Russia’s currency lost a third of its value against Bitcoin on Monday, while also tumbling to the dollar after the United States blocked several banks from global financial markets.

The exchange rate shot up by more than 30% to nearly 4.3 million ruble per bitcoin, data from Coingecko showed. The ruble depreciated in a similar range against most altcoins.

The weakening ruble likely indicates that Russian entities are buying crypto in the face of extreme volatility. Limitations on Russia’s foreign exchange reserves, placed by the West, are likely to ramp up inflation, and stifle economic growth in the country.

Graph showing ruble crashes against bitcoinRuble at three-month lows against BTC

The United States over the weekend moved to block several Russian banks from the SWIFT transaction system, over the invasion of Ukraine. Much of Russia’s overseas holdings were also frozen.

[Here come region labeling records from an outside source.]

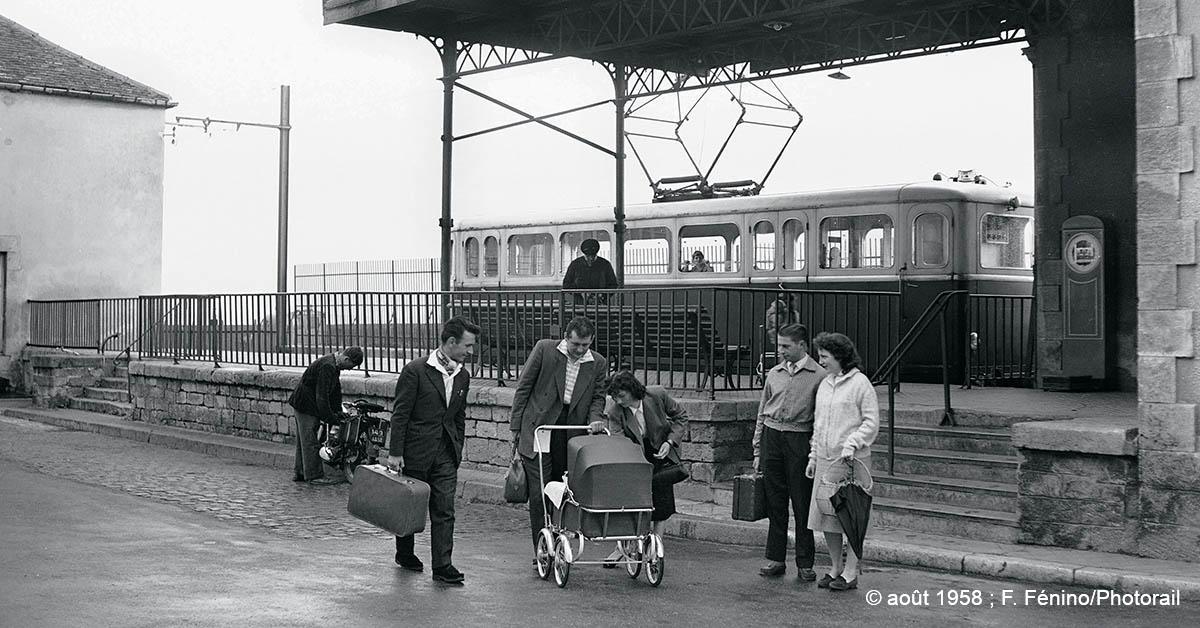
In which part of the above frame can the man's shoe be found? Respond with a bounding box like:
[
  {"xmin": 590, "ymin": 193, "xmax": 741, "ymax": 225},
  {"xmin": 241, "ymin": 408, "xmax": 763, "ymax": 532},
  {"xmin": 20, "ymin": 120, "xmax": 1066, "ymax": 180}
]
[
  {"xmin": 758, "ymin": 564, "xmax": 787, "ymax": 578},
  {"xmin": 396, "ymin": 554, "xmax": 425, "ymax": 573},
  {"xmin": 433, "ymin": 564, "xmax": 466, "ymax": 585},
  {"xmin": 829, "ymin": 575, "xmax": 858, "ymax": 591}
]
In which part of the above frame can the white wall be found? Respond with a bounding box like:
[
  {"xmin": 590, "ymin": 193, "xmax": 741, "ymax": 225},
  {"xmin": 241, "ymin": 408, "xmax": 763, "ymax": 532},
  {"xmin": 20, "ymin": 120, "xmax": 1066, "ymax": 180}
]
[{"xmin": 0, "ymin": 90, "xmax": 164, "ymax": 381}]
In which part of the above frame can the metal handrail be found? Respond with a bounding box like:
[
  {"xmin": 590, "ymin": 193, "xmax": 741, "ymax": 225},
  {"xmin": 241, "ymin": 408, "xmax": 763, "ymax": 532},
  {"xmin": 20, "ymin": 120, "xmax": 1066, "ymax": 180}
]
[{"xmin": 871, "ymin": 291, "xmax": 968, "ymax": 476}]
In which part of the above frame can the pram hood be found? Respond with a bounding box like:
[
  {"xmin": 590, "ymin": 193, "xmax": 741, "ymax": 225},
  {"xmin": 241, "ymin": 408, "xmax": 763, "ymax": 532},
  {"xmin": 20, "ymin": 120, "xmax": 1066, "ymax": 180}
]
[{"xmin": 566, "ymin": 436, "xmax": 654, "ymax": 508}]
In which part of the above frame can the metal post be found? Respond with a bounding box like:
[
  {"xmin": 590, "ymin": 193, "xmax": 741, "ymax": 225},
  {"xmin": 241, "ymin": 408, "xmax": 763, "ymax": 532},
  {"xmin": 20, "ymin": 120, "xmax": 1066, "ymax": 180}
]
[
  {"xmin": 275, "ymin": 85, "xmax": 292, "ymax": 349},
  {"xmin": 612, "ymin": 65, "xmax": 629, "ymax": 287},
  {"xmin": 438, "ymin": 37, "xmax": 458, "ymax": 321}
]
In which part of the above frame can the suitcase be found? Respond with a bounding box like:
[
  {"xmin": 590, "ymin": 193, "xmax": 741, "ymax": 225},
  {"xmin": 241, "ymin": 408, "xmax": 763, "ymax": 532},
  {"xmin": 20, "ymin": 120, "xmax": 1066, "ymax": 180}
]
[
  {"xmin": 346, "ymin": 465, "xmax": 430, "ymax": 537},
  {"xmin": 733, "ymin": 473, "xmax": 767, "ymax": 521}
]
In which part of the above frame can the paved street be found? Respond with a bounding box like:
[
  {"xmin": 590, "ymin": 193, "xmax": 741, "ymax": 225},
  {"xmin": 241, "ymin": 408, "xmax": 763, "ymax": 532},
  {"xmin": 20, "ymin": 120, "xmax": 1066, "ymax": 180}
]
[{"xmin": 0, "ymin": 417, "xmax": 1200, "ymax": 627}]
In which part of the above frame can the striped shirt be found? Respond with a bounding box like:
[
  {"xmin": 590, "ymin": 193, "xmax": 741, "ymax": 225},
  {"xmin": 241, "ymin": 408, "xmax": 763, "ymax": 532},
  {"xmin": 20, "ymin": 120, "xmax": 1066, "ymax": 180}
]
[{"xmin": 558, "ymin": 339, "xmax": 595, "ymax": 406}]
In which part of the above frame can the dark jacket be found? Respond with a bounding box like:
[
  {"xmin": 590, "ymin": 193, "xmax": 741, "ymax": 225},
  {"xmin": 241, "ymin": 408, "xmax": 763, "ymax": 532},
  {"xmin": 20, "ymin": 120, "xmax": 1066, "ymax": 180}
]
[
  {"xmin": 563, "ymin": 256, "xmax": 617, "ymax": 291},
  {"xmin": 288, "ymin": 353, "xmax": 342, "ymax": 421},
  {"xmin": 605, "ymin": 387, "xmax": 688, "ymax": 462},
  {"xmin": 390, "ymin": 355, "xmax": 470, "ymax": 472},
  {"xmin": 510, "ymin": 340, "xmax": 608, "ymax": 457}
]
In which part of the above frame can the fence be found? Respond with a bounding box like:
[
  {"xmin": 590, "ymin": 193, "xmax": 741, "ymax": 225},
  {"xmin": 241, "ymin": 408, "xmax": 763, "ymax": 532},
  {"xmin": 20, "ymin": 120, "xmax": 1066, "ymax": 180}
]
[
  {"xmin": 31, "ymin": 287, "xmax": 900, "ymax": 393},
  {"xmin": 29, "ymin": 297, "xmax": 138, "ymax": 351},
  {"xmin": 292, "ymin": 257, "xmax": 440, "ymax": 292}
]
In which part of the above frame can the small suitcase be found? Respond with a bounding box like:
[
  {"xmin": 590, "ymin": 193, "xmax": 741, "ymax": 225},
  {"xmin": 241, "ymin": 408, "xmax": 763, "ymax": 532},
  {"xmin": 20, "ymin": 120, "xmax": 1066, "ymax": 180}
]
[
  {"xmin": 733, "ymin": 473, "xmax": 767, "ymax": 521},
  {"xmin": 346, "ymin": 465, "xmax": 430, "ymax": 537}
]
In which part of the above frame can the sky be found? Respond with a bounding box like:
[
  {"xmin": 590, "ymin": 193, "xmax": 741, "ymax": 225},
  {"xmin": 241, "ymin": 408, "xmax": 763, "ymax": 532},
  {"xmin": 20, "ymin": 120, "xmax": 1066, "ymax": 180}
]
[{"xmin": 0, "ymin": 0, "xmax": 1033, "ymax": 293}]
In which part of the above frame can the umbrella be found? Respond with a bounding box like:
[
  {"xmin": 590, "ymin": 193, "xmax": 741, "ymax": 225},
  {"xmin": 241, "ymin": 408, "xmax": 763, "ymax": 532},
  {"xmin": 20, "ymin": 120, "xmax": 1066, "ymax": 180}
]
[{"xmin": 829, "ymin": 460, "xmax": 871, "ymax": 561}]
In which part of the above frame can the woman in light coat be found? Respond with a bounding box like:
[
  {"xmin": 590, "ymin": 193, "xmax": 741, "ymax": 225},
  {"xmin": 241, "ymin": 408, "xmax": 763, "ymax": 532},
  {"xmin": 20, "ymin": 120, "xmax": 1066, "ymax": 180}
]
[{"xmin": 804, "ymin": 334, "xmax": 880, "ymax": 591}]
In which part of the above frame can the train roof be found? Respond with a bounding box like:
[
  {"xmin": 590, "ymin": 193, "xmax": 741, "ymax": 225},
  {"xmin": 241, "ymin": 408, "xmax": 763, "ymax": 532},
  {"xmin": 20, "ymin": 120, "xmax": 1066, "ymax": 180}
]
[{"xmin": 455, "ymin": 181, "xmax": 1033, "ymax": 231}]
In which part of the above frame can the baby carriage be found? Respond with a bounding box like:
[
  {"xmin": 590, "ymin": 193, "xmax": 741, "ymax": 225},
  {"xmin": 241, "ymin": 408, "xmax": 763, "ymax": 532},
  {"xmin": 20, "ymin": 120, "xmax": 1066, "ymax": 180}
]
[{"xmin": 534, "ymin": 425, "xmax": 664, "ymax": 587}]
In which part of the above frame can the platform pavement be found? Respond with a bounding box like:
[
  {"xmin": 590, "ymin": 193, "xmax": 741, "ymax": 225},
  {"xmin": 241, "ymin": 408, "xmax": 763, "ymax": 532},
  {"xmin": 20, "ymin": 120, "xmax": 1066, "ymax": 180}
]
[{"xmin": 0, "ymin": 400, "xmax": 1200, "ymax": 600}]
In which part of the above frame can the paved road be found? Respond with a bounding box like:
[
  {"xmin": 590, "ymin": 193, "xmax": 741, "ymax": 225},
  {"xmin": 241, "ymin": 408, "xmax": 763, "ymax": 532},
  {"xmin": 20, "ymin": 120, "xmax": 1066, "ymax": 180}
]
[{"xmin": 0, "ymin": 417, "xmax": 1200, "ymax": 627}]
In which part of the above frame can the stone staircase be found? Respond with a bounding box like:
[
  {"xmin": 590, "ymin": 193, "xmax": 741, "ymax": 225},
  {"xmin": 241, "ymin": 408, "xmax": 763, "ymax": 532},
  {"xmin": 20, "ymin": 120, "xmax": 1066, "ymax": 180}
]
[
  {"xmin": 676, "ymin": 408, "xmax": 1030, "ymax": 543},
  {"xmin": 67, "ymin": 366, "xmax": 133, "ymax": 417}
]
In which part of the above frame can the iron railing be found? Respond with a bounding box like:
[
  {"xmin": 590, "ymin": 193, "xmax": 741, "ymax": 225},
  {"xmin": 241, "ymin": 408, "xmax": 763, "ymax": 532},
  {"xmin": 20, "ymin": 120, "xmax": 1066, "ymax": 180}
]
[
  {"xmin": 292, "ymin": 257, "xmax": 442, "ymax": 292},
  {"xmin": 964, "ymin": 294, "xmax": 1037, "ymax": 388},
  {"xmin": 31, "ymin": 287, "xmax": 900, "ymax": 395},
  {"xmin": 28, "ymin": 297, "xmax": 138, "ymax": 352}
]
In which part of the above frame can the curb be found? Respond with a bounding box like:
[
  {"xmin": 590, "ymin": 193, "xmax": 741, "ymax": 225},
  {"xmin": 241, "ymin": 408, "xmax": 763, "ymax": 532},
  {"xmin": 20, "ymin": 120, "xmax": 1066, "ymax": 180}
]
[{"xmin": 0, "ymin": 407, "xmax": 1200, "ymax": 600}]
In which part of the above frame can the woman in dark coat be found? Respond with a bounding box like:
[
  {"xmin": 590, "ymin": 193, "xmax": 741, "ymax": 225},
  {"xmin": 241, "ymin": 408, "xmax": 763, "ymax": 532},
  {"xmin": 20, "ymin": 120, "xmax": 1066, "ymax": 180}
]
[{"xmin": 593, "ymin": 371, "xmax": 688, "ymax": 561}]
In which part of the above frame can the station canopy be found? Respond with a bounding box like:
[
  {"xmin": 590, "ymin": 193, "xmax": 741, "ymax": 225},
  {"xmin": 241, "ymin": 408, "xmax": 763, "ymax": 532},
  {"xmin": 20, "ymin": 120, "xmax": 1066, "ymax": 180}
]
[{"xmin": 324, "ymin": 0, "xmax": 1073, "ymax": 95}]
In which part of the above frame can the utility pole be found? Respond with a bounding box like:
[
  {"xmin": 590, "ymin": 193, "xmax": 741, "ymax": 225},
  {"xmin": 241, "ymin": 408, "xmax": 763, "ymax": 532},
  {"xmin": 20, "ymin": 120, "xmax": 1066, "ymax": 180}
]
[{"xmin": 168, "ymin": 85, "xmax": 292, "ymax": 349}]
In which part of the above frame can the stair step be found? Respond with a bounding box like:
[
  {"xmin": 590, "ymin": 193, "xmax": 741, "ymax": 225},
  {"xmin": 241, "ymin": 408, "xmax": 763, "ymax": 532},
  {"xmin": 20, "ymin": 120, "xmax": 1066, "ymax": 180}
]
[
  {"xmin": 68, "ymin": 397, "xmax": 133, "ymax": 417},
  {"xmin": 100, "ymin": 377, "xmax": 130, "ymax": 390},
  {"xmin": 871, "ymin": 423, "xmax": 1016, "ymax": 455},
  {"xmin": 83, "ymin": 387, "xmax": 130, "ymax": 401},
  {"xmin": 871, "ymin": 447, "xmax": 1019, "ymax": 484},
  {"xmin": 871, "ymin": 473, "xmax": 1016, "ymax": 513},
  {"xmin": 871, "ymin": 497, "xmax": 1020, "ymax": 543}
]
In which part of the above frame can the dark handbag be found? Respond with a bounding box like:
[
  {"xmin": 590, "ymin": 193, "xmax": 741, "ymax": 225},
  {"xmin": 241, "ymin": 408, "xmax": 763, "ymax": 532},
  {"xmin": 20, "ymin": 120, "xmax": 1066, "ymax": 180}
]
[{"xmin": 504, "ymin": 456, "xmax": 529, "ymax": 503}]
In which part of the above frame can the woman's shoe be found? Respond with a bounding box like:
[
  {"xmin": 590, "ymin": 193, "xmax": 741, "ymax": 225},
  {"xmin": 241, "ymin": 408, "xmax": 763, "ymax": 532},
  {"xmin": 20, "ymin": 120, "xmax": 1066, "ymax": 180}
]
[{"xmin": 829, "ymin": 575, "xmax": 858, "ymax": 591}]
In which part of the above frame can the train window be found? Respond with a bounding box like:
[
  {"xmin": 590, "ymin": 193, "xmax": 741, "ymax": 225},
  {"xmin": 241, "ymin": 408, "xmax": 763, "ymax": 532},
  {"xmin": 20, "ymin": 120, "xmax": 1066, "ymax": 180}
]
[
  {"xmin": 462, "ymin": 238, "xmax": 479, "ymax": 277},
  {"xmin": 784, "ymin": 219, "xmax": 805, "ymax": 270},
  {"xmin": 821, "ymin": 214, "xmax": 895, "ymax": 268},
  {"xmin": 509, "ymin": 233, "xmax": 554, "ymax": 277},
  {"xmin": 558, "ymin": 229, "xmax": 612, "ymax": 273},
  {"xmin": 679, "ymin": 222, "xmax": 742, "ymax": 273},
  {"xmin": 624, "ymin": 227, "xmax": 671, "ymax": 275},
  {"xmin": 912, "ymin": 214, "xmax": 949, "ymax": 268},
  {"xmin": 484, "ymin": 235, "xmax": 500, "ymax": 277},
  {"xmin": 754, "ymin": 220, "xmax": 775, "ymax": 270},
  {"xmin": 979, "ymin": 214, "xmax": 1033, "ymax": 269}
]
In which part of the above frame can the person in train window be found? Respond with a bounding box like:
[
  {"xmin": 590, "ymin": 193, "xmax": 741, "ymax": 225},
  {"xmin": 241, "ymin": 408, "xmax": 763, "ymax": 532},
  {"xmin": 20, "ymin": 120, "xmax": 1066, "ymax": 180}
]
[
  {"xmin": 563, "ymin": 238, "xmax": 617, "ymax": 291},
  {"xmin": 684, "ymin": 251, "xmax": 713, "ymax": 273}
]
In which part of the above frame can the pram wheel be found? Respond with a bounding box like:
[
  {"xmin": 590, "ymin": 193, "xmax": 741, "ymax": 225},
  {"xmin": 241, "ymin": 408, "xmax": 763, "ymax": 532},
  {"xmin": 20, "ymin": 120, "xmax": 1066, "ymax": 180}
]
[
  {"xmin": 617, "ymin": 540, "xmax": 642, "ymax": 579},
  {"xmin": 646, "ymin": 534, "xmax": 666, "ymax": 586},
  {"xmin": 534, "ymin": 527, "xmax": 554, "ymax": 580},
  {"xmin": 554, "ymin": 534, "xmax": 571, "ymax": 588}
]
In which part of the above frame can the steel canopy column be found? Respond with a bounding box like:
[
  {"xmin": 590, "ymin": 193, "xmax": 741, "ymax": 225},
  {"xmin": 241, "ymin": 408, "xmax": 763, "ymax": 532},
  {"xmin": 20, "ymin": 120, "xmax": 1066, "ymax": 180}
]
[
  {"xmin": 612, "ymin": 65, "xmax": 629, "ymax": 287},
  {"xmin": 438, "ymin": 37, "xmax": 458, "ymax": 319}
]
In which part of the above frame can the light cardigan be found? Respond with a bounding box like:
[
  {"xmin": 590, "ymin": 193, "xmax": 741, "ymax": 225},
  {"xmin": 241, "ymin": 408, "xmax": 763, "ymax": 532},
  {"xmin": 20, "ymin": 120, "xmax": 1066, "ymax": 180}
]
[{"xmin": 809, "ymin": 369, "xmax": 880, "ymax": 461}]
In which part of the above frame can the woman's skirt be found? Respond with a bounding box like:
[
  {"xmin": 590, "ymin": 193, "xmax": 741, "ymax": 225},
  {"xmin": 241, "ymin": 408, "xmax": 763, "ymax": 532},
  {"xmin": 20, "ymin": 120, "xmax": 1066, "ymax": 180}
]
[{"xmin": 809, "ymin": 455, "xmax": 871, "ymax": 534}]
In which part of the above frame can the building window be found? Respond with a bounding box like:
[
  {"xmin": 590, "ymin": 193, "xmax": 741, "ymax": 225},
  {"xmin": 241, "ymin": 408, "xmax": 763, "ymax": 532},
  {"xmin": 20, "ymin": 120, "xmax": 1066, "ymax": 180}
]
[
  {"xmin": 509, "ymin": 233, "xmax": 554, "ymax": 277},
  {"xmin": 462, "ymin": 238, "xmax": 479, "ymax": 277},
  {"xmin": 558, "ymin": 229, "xmax": 612, "ymax": 273},
  {"xmin": 821, "ymin": 214, "xmax": 895, "ymax": 269},
  {"xmin": 754, "ymin": 220, "xmax": 775, "ymax": 270},
  {"xmin": 912, "ymin": 214, "xmax": 949, "ymax": 268},
  {"xmin": 484, "ymin": 235, "xmax": 500, "ymax": 277},
  {"xmin": 679, "ymin": 222, "xmax": 742, "ymax": 273},
  {"xmin": 979, "ymin": 214, "xmax": 1033, "ymax": 269},
  {"xmin": 625, "ymin": 227, "xmax": 671, "ymax": 275},
  {"xmin": 784, "ymin": 219, "xmax": 808, "ymax": 270}
]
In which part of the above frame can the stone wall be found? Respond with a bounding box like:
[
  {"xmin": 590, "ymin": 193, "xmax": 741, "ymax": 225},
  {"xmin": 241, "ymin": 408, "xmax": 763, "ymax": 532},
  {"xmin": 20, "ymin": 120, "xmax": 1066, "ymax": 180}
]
[
  {"xmin": 1134, "ymin": 0, "xmax": 1200, "ymax": 561},
  {"xmin": 130, "ymin": 361, "xmax": 757, "ymax": 483},
  {"xmin": 19, "ymin": 349, "xmax": 115, "ymax": 407}
]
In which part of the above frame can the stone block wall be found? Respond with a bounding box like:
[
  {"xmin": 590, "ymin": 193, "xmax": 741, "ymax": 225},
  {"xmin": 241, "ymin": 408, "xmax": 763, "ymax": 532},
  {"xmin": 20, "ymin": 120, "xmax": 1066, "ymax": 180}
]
[
  {"xmin": 1018, "ymin": 449, "xmax": 1139, "ymax": 552},
  {"xmin": 1134, "ymin": 0, "xmax": 1200, "ymax": 561},
  {"xmin": 19, "ymin": 349, "xmax": 115, "ymax": 407},
  {"xmin": 130, "ymin": 361, "xmax": 757, "ymax": 483}
]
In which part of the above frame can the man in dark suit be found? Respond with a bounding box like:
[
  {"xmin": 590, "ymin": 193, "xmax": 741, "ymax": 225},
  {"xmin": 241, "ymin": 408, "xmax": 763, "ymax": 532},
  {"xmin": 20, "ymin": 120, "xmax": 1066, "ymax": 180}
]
[
  {"xmin": 388, "ymin": 316, "xmax": 479, "ymax": 585},
  {"xmin": 509, "ymin": 316, "xmax": 608, "ymax": 548},
  {"xmin": 288, "ymin": 347, "xmax": 362, "ymax": 484}
]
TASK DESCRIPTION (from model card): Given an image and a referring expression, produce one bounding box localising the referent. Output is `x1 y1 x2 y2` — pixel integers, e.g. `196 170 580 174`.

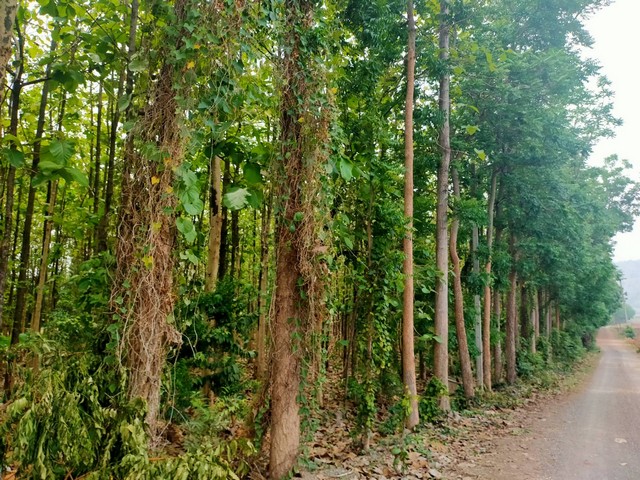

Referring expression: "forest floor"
298 327 640 480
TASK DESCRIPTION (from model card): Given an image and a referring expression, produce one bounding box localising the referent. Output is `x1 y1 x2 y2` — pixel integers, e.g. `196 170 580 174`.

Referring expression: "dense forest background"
0 0 640 479
617 260 640 311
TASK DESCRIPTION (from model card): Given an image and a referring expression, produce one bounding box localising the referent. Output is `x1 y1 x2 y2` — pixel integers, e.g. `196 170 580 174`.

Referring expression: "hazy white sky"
587 0 640 261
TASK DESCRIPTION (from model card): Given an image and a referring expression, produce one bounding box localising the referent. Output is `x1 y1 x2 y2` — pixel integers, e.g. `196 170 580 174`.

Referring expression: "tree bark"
493 291 502 383
505 233 518 384
256 198 271 382
449 168 475 398
482 168 499 391
4 40 57 397
269 0 323 480
205 155 222 292
31 180 58 333
97 0 140 252
402 0 420 429
112 0 189 441
0 23 24 327
0 0 18 105
471 223 484 386
434 0 451 411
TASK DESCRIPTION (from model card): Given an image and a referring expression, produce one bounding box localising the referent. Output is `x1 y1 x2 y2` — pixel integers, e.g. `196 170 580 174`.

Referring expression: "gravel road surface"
544 327 640 480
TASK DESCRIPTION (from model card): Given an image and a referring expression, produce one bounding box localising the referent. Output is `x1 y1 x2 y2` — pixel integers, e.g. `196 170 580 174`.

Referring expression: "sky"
585 0 640 261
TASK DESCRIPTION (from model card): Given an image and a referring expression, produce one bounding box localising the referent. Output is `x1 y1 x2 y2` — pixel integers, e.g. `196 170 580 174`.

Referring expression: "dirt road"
546 327 640 480
447 327 640 480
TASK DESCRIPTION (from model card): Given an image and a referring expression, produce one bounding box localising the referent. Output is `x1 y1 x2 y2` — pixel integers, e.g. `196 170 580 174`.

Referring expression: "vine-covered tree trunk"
434 0 451 411
205 155 222 292
97 0 140 252
482 168 499 391
449 168 475 398
257 197 271 381
269 0 328 474
402 0 420 429
113 0 188 440
493 290 502 383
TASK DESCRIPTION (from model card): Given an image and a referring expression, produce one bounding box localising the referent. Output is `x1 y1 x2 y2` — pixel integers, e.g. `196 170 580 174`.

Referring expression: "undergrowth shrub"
419 377 447 422
551 330 586 364
622 325 636 338
175 279 258 406
0 336 255 480
516 348 545 379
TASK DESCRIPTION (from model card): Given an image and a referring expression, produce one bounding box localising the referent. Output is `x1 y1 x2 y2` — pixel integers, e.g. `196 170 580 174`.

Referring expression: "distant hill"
617 260 640 314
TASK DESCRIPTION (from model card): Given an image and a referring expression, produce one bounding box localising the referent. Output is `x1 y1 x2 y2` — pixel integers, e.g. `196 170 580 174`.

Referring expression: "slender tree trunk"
218 161 231 280
434 0 451 411
482 168 498 391
256 197 271 382
516 283 532 349
97 0 140 252
449 168 475 398
4 40 56 397
471 223 484 386
402 0 420 429
493 290 502 383
269 0 325 480
0 25 24 327
31 180 58 333
112 0 189 441
91 83 103 248
205 155 225 292
505 233 518 384
0 0 18 105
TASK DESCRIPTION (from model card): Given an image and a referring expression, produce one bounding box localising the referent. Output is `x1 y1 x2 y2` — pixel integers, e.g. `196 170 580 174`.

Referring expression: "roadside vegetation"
0 0 640 480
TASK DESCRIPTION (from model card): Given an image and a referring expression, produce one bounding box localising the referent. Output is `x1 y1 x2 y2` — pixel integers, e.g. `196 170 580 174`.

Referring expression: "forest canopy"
0 0 640 479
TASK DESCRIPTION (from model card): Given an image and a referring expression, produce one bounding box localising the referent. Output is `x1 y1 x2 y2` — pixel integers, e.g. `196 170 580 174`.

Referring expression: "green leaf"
242 162 263 185
118 95 131 112
2 148 24 168
464 125 480 135
59 167 89 187
182 198 204 216
340 158 353 182
49 140 75 165
38 160 64 175
222 187 251 210
176 217 198 244
129 55 149 72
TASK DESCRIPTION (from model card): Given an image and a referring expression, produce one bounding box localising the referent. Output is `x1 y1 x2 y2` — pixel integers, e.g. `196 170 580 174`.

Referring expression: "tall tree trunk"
256 196 271 382
0 23 24 327
97 0 140 252
505 233 518 384
471 223 484 386
31 180 58 333
218 161 231 280
205 155 225 292
434 0 451 411
449 168 475 398
402 0 420 429
531 291 540 353
0 0 18 105
31 93 67 334
4 40 56 396
269 0 327 480
91 82 103 251
112 0 189 441
516 283 531 349
482 168 499 391
493 290 502 383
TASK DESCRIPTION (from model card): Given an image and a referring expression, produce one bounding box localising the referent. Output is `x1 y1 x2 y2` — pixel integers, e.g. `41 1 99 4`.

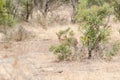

In another blow to sentiment, Russian President Vladimir Putin ordered the country’s nuclear deterrent forces to be on high alert.

Most major tokens retreated against the dollar, while stablecoins continued to see high demand.

 Russia faces sanctions shock

The sanctions knocked the ruble to a record low against the U.S. dollar, and saw the Russian central bank raise its benchmark interest rate to a record-high 20%, as damage control.

Reports show Russian citizens forming long lines outside ATMs, on fears that banks could limit cash withdrawals. In Ukraine, citizens were seen piling into dollar-pegged stablecoin Tether, after the country’s central bank suspended electronic cash transfers.

Amid increasing economic restrictions, speculation has been rife over whether Moscow will adopt crypto to bypass western sanctions. As it stands, there is no effective method for regulators to block peer-to-peer transactions.

Russians already hold 12% of the world’s crypto. And with mining also set to boom in the country, widespread adoption may not be such a foreign concept.

Still, limitations on technology imports could hurt Russia’s mining industry.

It is also unclear how major crypto exchanges will be able to function in Russia with the recent sanctions. Currently, Binance and Kraken are among the largest operators in the country.